In 2024, China's PCB industry was valued at $41.213 billion, with rigid boards dominating (58.92%), mostly low-to-mid-tier products. In contrast, HDI boards, flexible boards, and IC substrates accounted for 19.04%, 14.52%, and 7.52%, respectively—a narrower market where scale effects are harder to achieve.
Hongban's mid-to-high-end PCBs represented ~76% of 2024 revenue, while rigid boards contributed 22.79%, primarily high-layer multilayer boards. The company acknowledged that while these products ensure higher profits and technical barriers, growth is capped by market size.
Despite admitting to limited market capacity, Hongban cited rising demand for HDI boards from AI and high-performance computing, arguing that expansion is critical to meet growing needs.
**02. Gross Margins Lag Behind Peers for Three Years** Another concern is Hongban's lower gross margins versus industry averages, flagged in both inquiry rounds.
Despite its mid-to-high-end focus (76% of 2024 revenue), 2022–2024 gross margins were 13.28%, 11.04%, and 13.98%, below industry averages of 16.98%, 15.35%, and 15.26%. The company attributed this to product mix, new factory inefficiencies, and consumer electronics demand fluctuations.
In 2023, intensified competition squeezed pricing power, forcing Hongban to accept lower-margin orders to maintain utilization—slashing HDI board prices by 19.94% and hurting profitability.

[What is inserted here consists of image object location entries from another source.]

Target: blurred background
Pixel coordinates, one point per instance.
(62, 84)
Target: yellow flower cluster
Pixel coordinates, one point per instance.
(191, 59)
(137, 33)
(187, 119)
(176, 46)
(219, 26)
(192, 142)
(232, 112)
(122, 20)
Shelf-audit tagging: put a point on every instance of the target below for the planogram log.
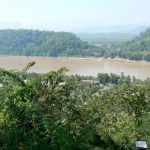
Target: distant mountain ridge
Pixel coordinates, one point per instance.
(41, 43)
(140, 42)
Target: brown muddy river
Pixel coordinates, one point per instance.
(81, 66)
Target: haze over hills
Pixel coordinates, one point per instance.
(122, 28)
(40, 43)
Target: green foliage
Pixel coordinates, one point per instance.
(41, 43)
(55, 111)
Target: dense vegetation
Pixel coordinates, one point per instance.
(106, 38)
(136, 49)
(41, 43)
(55, 111)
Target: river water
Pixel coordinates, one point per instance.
(81, 66)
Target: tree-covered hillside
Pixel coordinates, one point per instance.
(140, 43)
(41, 43)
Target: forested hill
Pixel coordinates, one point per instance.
(41, 43)
(140, 43)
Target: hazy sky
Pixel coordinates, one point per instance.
(72, 14)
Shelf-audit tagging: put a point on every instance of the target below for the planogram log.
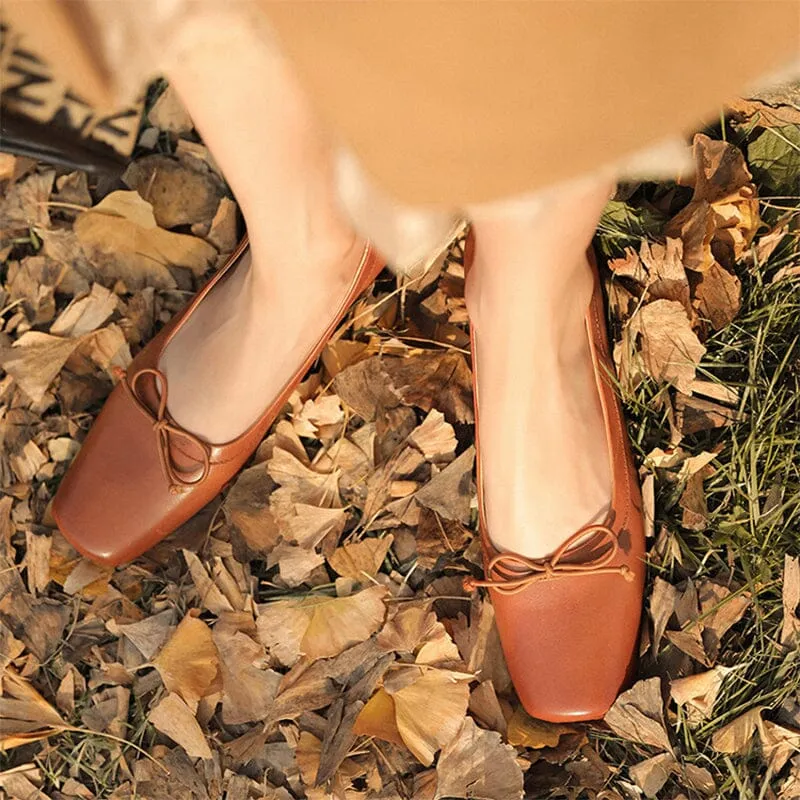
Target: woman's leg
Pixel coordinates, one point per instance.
(246, 339)
(544, 455)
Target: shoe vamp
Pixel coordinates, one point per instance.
(569, 642)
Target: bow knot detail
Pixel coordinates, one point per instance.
(516, 572)
(165, 429)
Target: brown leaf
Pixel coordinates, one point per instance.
(791, 599)
(720, 609)
(778, 744)
(663, 598)
(440, 380)
(718, 296)
(179, 193)
(434, 438)
(320, 627)
(485, 706)
(651, 775)
(429, 710)
(249, 688)
(525, 731)
(309, 525)
(247, 509)
(693, 414)
(149, 634)
(23, 782)
(638, 715)
(121, 233)
(666, 276)
(175, 719)
(357, 559)
(670, 349)
(476, 764)
(409, 627)
(698, 692)
(449, 493)
(189, 663)
(35, 359)
(689, 640)
(366, 386)
(211, 595)
(721, 169)
(699, 779)
(479, 644)
(694, 504)
(296, 564)
(736, 736)
(85, 313)
(767, 115)
(378, 718)
(25, 716)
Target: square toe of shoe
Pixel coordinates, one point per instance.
(569, 644)
(114, 502)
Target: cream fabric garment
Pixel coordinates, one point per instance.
(132, 41)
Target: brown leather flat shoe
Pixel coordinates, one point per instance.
(569, 623)
(139, 475)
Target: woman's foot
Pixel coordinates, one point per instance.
(244, 341)
(544, 453)
(250, 334)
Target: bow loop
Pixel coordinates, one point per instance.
(516, 572)
(165, 429)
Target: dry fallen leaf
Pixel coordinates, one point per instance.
(85, 313)
(721, 609)
(120, 233)
(429, 710)
(179, 193)
(698, 692)
(778, 744)
(476, 764)
(149, 634)
(651, 775)
(189, 663)
(670, 348)
(248, 687)
(525, 731)
(791, 599)
(378, 718)
(359, 559)
(25, 716)
(434, 438)
(320, 627)
(449, 493)
(663, 598)
(638, 715)
(718, 296)
(175, 719)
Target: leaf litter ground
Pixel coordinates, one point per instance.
(307, 634)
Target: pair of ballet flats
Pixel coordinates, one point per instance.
(568, 623)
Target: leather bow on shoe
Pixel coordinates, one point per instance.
(517, 572)
(165, 429)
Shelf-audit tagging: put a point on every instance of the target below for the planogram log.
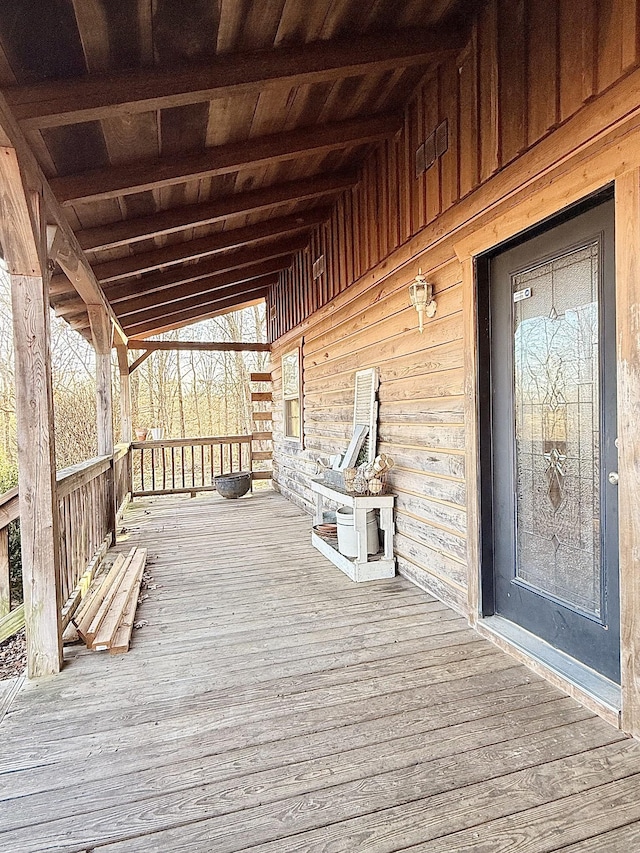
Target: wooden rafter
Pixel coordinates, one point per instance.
(225, 284)
(200, 346)
(199, 299)
(196, 309)
(195, 249)
(186, 318)
(119, 94)
(139, 360)
(68, 253)
(222, 159)
(195, 215)
(223, 262)
(138, 300)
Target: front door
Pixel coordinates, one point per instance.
(553, 437)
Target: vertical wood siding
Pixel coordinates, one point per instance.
(529, 67)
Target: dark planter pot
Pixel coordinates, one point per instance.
(233, 485)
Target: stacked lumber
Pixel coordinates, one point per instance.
(105, 620)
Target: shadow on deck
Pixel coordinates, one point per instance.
(272, 705)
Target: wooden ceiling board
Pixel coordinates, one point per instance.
(135, 177)
(233, 13)
(184, 32)
(25, 24)
(192, 309)
(204, 315)
(133, 230)
(260, 25)
(133, 164)
(224, 284)
(131, 137)
(295, 27)
(230, 118)
(77, 148)
(195, 249)
(224, 262)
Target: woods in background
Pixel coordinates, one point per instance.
(186, 393)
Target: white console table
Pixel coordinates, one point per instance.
(362, 567)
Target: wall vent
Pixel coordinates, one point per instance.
(318, 267)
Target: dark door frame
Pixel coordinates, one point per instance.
(486, 598)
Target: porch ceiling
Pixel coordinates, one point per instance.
(194, 145)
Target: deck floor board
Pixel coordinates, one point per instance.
(269, 704)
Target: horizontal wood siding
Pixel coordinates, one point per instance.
(528, 69)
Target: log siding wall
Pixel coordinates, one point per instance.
(518, 99)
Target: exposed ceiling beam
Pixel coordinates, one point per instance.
(191, 272)
(139, 360)
(221, 284)
(194, 215)
(143, 323)
(192, 250)
(195, 317)
(166, 171)
(69, 254)
(198, 346)
(238, 289)
(96, 97)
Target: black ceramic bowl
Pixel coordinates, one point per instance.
(233, 485)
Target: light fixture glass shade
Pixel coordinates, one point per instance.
(421, 294)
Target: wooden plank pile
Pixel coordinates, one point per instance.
(105, 618)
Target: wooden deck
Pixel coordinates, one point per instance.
(272, 705)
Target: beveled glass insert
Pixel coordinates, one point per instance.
(557, 428)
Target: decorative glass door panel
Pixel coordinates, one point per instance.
(557, 428)
(553, 426)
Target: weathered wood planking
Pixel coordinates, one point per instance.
(526, 67)
(297, 709)
(627, 307)
(520, 76)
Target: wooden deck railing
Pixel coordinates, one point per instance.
(122, 475)
(11, 614)
(187, 465)
(86, 526)
(87, 519)
(89, 493)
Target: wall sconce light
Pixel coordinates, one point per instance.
(421, 293)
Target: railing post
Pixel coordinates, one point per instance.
(102, 335)
(126, 420)
(5, 576)
(23, 227)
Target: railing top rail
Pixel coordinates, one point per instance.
(9, 507)
(121, 450)
(71, 478)
(192, 442)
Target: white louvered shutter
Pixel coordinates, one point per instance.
(365, 408)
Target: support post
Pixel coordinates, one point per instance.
(627, 192)
(5, 575)
(25, 248)
(126, 420)
(102, 335)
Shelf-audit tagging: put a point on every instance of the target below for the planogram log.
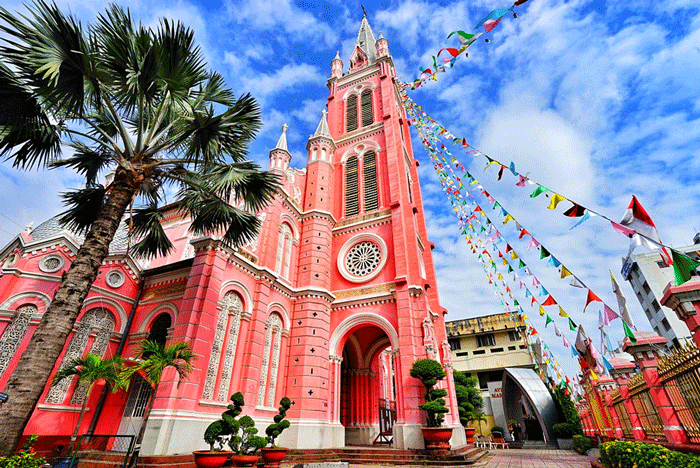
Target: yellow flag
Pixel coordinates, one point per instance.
(556, 198)
(565, 272)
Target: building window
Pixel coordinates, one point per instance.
(351, 113)
(13, 335)
(369, 166)
(284, 251)
(225, 342)
(159, 329)
(98, 320)
(366, 99)
(485, 340)
(271, 361)
(352, 193)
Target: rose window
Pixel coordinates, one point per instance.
(363, 258)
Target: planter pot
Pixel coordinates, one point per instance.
(565, 444)
(244, 460)
(470, 431)
(207, 459)
(66, 462)
(273, 456)
(437, 438)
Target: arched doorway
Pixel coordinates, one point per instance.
(367, 384)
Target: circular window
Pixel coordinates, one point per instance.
(51, 263)
(115, 279)
(362, 258)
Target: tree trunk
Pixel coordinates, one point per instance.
(74, 437)
(30, 377)
(142, 430)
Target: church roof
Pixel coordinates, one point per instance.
(53, 227)
(366, 40)
(322, 129)
(282, 142)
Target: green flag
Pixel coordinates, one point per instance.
(540, 189)
(682, 266)
(628, 332)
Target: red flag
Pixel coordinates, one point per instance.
(591, 298)
(638, 219)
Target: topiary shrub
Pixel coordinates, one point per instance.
(621, 454)
(430, 372)
(582, 444)
(280, 424)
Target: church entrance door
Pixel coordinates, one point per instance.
(368, 386)
(135, 407)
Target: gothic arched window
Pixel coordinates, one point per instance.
(352, 192)
(366, 101)
(13, 335)
(101, 322)
(159, 329)
(284, 251)
(224, 345)
(271, 361)
(351, 113)
(369, 168)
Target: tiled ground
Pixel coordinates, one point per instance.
(534, 459)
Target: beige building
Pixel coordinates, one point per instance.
(482, 347)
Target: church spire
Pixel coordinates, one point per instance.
(366, 40)
(322, 129)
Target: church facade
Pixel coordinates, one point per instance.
(329, 305)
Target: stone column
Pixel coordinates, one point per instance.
(645, 354)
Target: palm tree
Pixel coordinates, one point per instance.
(141, 103)
(90, 370)
(151, 360)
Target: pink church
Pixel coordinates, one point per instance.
(330, 305)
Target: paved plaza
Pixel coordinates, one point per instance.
(534, 459)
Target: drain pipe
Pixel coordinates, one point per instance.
(120, 349)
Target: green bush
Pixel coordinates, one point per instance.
(563, 430)
(622, 454)
(582, 444)
(430, 372)
(25, 458)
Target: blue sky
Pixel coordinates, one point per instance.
(596, 100)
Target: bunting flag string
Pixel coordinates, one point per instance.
(465, 40)
(479, 247)
(636, 224)
(453, 191)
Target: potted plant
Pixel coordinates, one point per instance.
(469, 402)
(564, 433)
(217, 436)
(430, 372)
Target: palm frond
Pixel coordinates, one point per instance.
(83, 206)
(85, 161)
(147, 226)
(27, 136)
(49, 51)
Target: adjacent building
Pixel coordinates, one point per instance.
(649, 275)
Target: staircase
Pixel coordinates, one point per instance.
(361, 455)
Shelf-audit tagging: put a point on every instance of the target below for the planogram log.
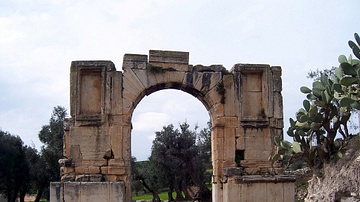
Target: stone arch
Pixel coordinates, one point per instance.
(245, 107)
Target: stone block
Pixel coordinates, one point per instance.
(174, 57)
(87, 191)
(116, 93)
(135, 61)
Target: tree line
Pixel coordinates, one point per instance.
(24, 169)
(180, 160)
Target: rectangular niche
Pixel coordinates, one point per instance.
(254, 95)
(90, 92)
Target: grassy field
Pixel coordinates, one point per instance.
(162, 195)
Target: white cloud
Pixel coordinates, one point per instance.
(149, 121)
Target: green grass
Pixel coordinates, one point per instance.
(162, 195)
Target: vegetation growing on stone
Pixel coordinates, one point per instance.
(320, 129)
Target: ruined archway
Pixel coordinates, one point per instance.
(162, 108)
(245, 106)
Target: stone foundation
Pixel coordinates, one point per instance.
(87, 191)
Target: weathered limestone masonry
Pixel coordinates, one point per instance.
(245, 107)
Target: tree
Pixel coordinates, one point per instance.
(175, 151)
(14, 170)
(52, 137)
(320, 129)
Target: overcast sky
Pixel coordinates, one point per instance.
(40, 38)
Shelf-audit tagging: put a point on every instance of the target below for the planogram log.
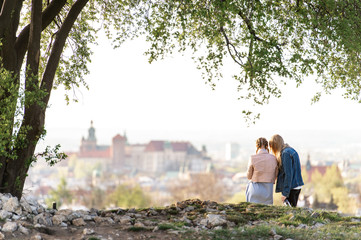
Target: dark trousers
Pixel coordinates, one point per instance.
(293, 197)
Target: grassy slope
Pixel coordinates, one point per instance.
(257, 221)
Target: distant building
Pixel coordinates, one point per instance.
(155, 156)
(232, 151)
(312, 169)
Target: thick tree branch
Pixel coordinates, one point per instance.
(57, 49)
(10, 15)
(234, 54)
(32, 63)
(48, 16)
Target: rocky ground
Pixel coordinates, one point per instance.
(190, 219)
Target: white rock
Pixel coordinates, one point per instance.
(88, 231)
(203, 222)
(78, 222)
(58, 219)
(125, 220)
(63, 224)
(24, 230)
(12, 205)
(5, 214)
(36, 237)
(31, 200)
(26, 206)
(216, 220)
(10, 227)
(277, 237)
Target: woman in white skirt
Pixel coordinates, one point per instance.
(262, 171)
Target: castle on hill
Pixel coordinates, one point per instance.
(155, 156)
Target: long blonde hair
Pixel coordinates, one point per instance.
(261, 142)
(276, 144)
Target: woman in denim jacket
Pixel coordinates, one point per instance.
(289, 179)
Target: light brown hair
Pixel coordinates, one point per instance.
(261, 142)
(276, 144)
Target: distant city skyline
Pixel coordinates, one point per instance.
(168, 100)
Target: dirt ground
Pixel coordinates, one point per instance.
(106, 232)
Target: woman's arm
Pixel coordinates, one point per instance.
(250, 169)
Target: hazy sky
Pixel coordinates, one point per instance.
(168, 100)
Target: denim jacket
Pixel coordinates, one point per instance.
(289, 176)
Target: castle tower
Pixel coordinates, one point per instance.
(118, 150)
(90, 143)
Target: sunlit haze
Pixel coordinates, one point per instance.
(168, 100)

Since 2020, Hongban has ventured into IC substrates, but its new factory's high fixed costs led to gross margins of -202.50%, -452.04%, and -141.86% from 2022–2024, dragging down overall performance.
H1 2024 saw a rebound to 21.36%, outperforming peers (17.95%) and doubling Bomin Electronics' margin (similar consumer electronics focus). Hongban credited this to optimized orders and higher technical complexity, while peers faced new factory drags.
However, post-expansion, higher depreciation costs could pressure margins if returns lag. Downstream demand shifts, pricing pressures, or competition may also impact profitability.